# More than 100% pregnant

May 9, 2024 at 11:21 PM by Dr. Drang

Kieran Healy tweeted out a gem earlier this evening:

Yes, Professor Huberman, a probability of 120% is indeed “a different thing altogether.”^{1}

While I find it fascinating that someone can run through an argument that clearly proves they are wrong and continue along as if they hadn’t, I don’t have any expertise in psychology, so I won’t try to explain it.

I do, however, have some expertise in probability, and Huberman is dancing around the edge of one of my favorite problems: If there’s a 1 in *n* chance of something happening in one try, what’s the probability of it happening in *n* tries?

Remarkably, the answer is not

$$n\left(\frac{1}{n}\right)=1$$It’s

$$1-{(1-\frac{1}{n})}^{n}$$The term in the parentheses is the probability of it *not* happening in a single trial. That term raised to the *n*th power is the probability of it not happening in *n* trials (assuming independence between trials). And subtracting *that* from 1 gives us the probability of it happening (at least once) in *n* trials.

What’s great about this problem is that you can make a pretty decent estimate of the answer without doing any calculations. The reason is

$$\underset{n\to \mathrm{\infty}}{\mathrm{lim}}{(1-\frac{1}{n})}^{n}=\frac{1}{e}\approx 0.37$$and so

$$\underset{n\to \mathrm{\infty}}{\mathrm{lim}}1-{(1-\frac{1}{n})}^{n}=1-\frac{1}{e}\approx 0.63$$Now, in the Huberman problem *n* is 5, which is not especially close to infinity, but luckily the convergence to the limit is pretty rapid.
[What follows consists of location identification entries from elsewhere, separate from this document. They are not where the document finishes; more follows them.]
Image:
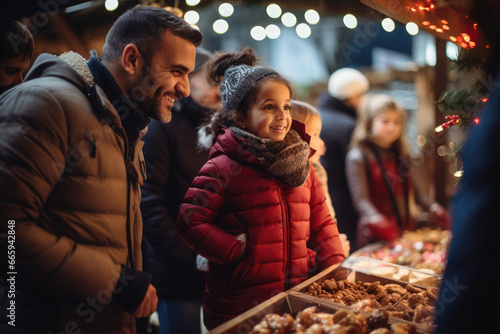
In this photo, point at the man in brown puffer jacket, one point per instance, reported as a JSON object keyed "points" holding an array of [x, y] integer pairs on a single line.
{"points": [[70, 170]]}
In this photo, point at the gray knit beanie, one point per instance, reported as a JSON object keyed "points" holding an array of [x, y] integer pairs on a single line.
{"points": [[237, 82]]}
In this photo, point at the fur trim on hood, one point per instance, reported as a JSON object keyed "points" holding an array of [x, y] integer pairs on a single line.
{"points": [[80, 65]]}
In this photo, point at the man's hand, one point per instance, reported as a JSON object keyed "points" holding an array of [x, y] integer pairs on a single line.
{"points": [[378, 227], [149, 303]]}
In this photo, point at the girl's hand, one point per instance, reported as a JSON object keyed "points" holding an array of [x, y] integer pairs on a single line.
{"points": [[243, 239], [378, 227], [346, 245]]}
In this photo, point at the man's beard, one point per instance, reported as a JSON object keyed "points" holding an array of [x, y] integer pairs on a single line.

I would have guessed the answer for $n=5$ was about 0.65; it’s actually 0.67. Not super accurate, but better than 1.

**Update 10 May 2024 12:21 PM**

John D. Cook also saw the Huberman clip and wrote a nice post this morning about how adding probabilities is a reasonably close approximation if both

- the base probability for a single trial is small; and
- the number of trials is small.

Absolutely true, but not as much fun as a solution that ends up with Euler’s constant popping up out of nowhere.